Their economic plan was 100% socialist, involving nationalizing the major industries and centralizing the power in the government, just like the Communists wanted to do. Their uniqueness was in their nationalism, not the other aspects of their ideology. And that's why Hitler and Stalin could start out on the same side. So long as their borders didn't intersect, they both wanted the same things, and had the same view of their own roles in it.Hitler's objection to the Communists was not their socialism; it was their international ambitions. Hitler had his labour camps, and Stalin had his. Both hated the Jews, but with slightly different rationales. Both practiced dictatorship, and eliminated rivals with violence. Both were militaristic...

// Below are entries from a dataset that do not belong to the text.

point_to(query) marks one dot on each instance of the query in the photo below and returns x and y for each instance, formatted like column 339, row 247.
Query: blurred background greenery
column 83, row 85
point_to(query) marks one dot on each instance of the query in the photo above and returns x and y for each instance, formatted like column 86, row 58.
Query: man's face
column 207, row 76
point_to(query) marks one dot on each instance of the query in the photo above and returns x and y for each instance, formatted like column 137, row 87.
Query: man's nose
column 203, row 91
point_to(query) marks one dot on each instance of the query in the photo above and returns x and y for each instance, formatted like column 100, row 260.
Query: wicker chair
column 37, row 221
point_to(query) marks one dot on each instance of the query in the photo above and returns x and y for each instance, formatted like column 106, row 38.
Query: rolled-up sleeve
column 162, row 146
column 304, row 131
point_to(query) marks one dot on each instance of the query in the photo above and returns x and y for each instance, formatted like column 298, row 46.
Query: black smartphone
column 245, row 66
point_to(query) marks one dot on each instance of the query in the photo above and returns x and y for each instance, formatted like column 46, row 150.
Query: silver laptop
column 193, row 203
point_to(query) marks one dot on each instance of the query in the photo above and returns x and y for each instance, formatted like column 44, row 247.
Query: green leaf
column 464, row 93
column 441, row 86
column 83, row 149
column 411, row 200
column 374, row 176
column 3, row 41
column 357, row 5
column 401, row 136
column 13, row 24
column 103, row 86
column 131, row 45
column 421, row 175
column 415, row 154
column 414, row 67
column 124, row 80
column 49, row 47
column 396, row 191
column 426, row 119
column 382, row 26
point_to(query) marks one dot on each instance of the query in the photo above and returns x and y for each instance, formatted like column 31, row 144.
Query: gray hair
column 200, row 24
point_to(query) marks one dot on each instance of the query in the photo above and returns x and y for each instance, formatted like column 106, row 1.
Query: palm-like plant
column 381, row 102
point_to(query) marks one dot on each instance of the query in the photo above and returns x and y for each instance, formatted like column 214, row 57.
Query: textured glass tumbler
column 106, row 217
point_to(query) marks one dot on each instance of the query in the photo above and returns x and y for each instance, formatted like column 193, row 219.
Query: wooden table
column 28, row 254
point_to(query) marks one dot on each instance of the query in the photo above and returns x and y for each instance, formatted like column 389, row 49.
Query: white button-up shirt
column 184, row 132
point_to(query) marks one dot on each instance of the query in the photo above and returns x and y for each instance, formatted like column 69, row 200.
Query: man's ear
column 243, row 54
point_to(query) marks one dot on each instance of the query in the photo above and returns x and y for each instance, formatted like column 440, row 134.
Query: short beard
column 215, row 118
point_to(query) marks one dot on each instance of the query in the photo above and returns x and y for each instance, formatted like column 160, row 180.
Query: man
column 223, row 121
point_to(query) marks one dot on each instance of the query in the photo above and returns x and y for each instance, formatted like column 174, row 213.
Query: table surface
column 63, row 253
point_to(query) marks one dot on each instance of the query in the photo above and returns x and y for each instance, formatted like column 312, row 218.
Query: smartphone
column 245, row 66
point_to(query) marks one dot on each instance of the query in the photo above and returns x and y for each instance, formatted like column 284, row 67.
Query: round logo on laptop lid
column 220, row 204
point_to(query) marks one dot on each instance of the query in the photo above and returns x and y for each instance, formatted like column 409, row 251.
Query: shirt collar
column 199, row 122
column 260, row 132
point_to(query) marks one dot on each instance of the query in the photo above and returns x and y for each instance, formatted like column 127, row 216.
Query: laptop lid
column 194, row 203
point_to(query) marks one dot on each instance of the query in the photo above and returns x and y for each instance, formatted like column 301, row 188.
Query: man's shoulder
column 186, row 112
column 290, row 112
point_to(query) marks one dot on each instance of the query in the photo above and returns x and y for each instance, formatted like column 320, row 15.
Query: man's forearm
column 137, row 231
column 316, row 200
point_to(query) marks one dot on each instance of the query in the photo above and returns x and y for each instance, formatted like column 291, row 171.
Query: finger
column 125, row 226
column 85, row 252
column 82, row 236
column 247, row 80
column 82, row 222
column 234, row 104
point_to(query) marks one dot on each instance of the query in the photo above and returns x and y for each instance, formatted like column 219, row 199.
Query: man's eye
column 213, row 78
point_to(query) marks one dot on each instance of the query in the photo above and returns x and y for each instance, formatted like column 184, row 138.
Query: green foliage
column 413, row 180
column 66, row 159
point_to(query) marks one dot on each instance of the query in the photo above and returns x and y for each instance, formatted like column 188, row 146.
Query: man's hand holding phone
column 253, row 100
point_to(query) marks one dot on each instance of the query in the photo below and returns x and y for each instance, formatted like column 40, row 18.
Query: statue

"As National socialists we see our programme in our flag. In red we see the social thoughts of the movement, in white the nationalist thoughts, in the hooked-cross the mission of fighting for the victory of Aryan man and at the same time the victory of the concept of creative work"
Renowned Communist historian Eric Hobsbawm wrote:
"But the resemblances are inescapable. Both tyrannies relied on a desperate ideology of do-or-die confrontation. Both were obsessed by battle imagery: 'The dictatorships were military metaphors, founded to fight political war.' And despite the rhetoric about a fate-struggle between socialism and capitalism, the two economic systems converged strongly. Stalin's Russia permitted a substantial private sector, while Nazi Germany became rapidly dominated by state direction and state-owned industries."
Fascism itself comes from the Italian "fasces" the bundle of sticks collected together to increase strength. In other words, even at root meaning, "fascist" means "collectivist." But I could give you a ton more stuff on this, and you won't care.
So who should study some history? Somebody, for sure.